Youth isn’t always a sign of inexperience – just ask former teen golf phenomenon Michelle Wie. At just 25 years old, Wie has amassed a long list of records in the sport and both amateur and professional wins since bursting onto the golf scene at the ripe age of 13. While her career has had what some describe as a rollercoaster trajectory, Wie continues to prove that her talent runs deep and that her place among the most influential women in sports is well deserved.



Michelle Wie

Britain Women's Golf Open

A simple look at Wie’s professional timeline is enough to confirm her reputation as a child prodigy. By the age of four, Wie was golfing under the instruction of her father. By the age of 10, she had become the youngest player to qualify for the U.S. Women’s Amateur Public Links Championship. At 12 years old, Wie was powering golf balls over 300 yards. Just a year later, Wie qualified for the LPGA Tour on her first attempt at the 2003 Kraft Nabisco Championship; she was only 13 years old. The same year, Wie became the youngest player to qualify for the US Women’s Open and also came out on top at the Women’s Amateur Public Links Tournament, making her the youngest player to ever win an adult USGA event. Given her track record at surpassing expectations, it came as no surprise that Wie was able to turn pro and sign contracts with both Nike and Sony, reportedly valued at $10 million, just before her 16th birthday.

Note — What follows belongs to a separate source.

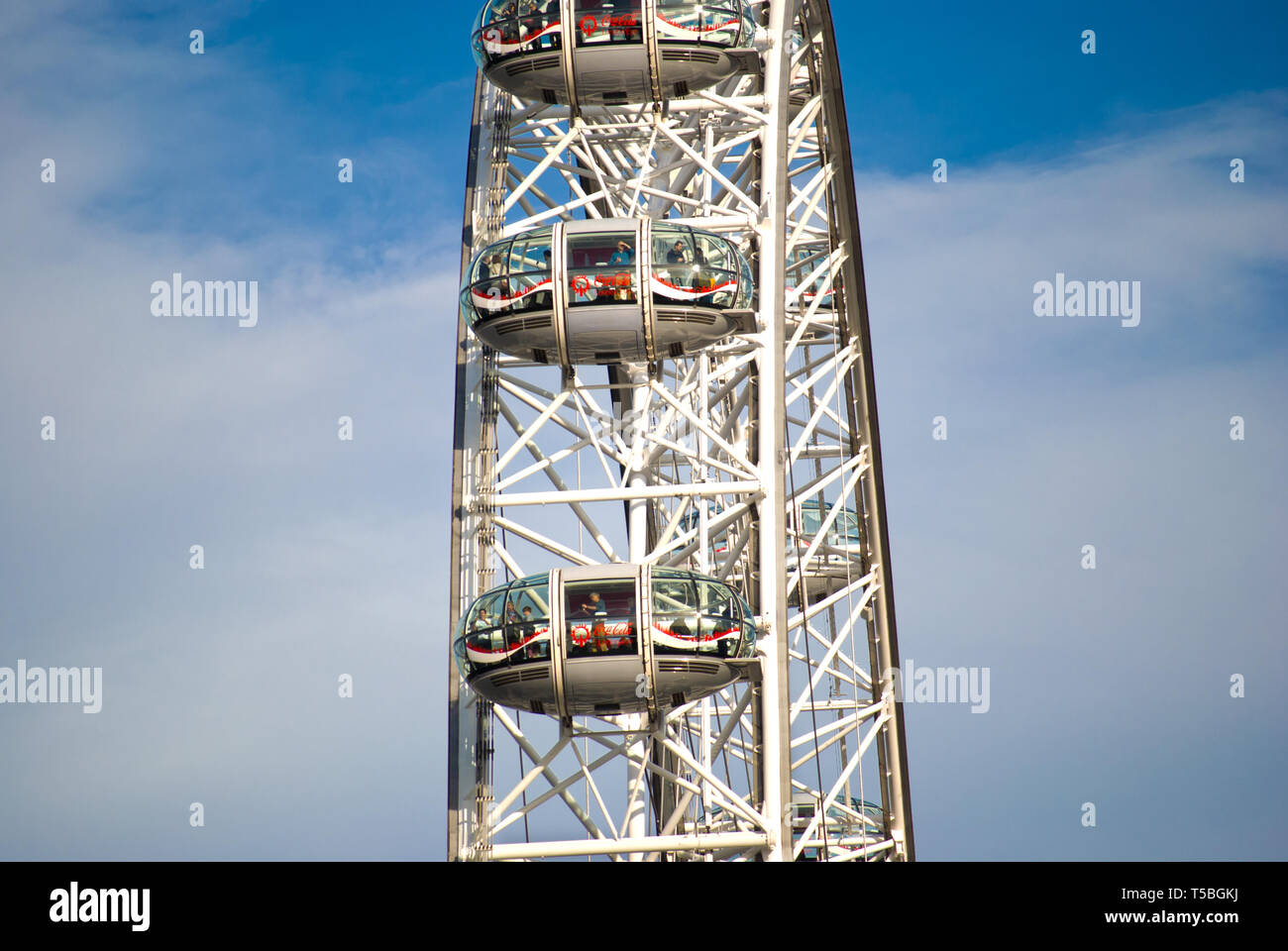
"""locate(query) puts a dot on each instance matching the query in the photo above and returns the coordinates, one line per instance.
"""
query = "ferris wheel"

Naturally, this achievement came with a lot of hype and media attention. Ultimately, it was this publicity that became her biggest downfall. After all, living up to the hype at any age, but especially a young one, is a challenge. A good start to a professional career (four top 5 finishes in major LPGA Tour stops, including at the Evian Masters, the Kraft Nabisco Championship, and the LPGA Championship) gave way to an almost eight-year slump, which most memorably included eight injury-plagued LPGA events, two withdrawals, a four-month hiatus and an overall low scoring average of 76.7 in 2007. That year Wie enrolled part-time at Stanford University and continued to focus on her golf game while attending classes during the winter and spring semesters. Despite her less-than-stellar performances, Wie continued to rake in almost $19 million that year alone, placing her #4 on Forbes’ list of Top 20 Earners Under 25.

After officially joining the LPGA full-time in 2009, Wie bounced back with one LPGA victory that year and the following year, only to hit another slump that would last through 2013. But, never being one to give up in the face of challenges or a tough career slump, Wie continued to work on her game and play in the professional circuit. So far in 2014, her record shines with 10 top 10 placements in LPGA tournaments and 2 victories at the U.S. Women’s Open and the LPGA LOTTE Championship. With no signs of slowing down, Wie is sure to continue living up to her hype and might even add a few more top-tier brands to her current list of sponsors, which include the likes of Nike, Kia Motors, McDonald’s and Omega Watches.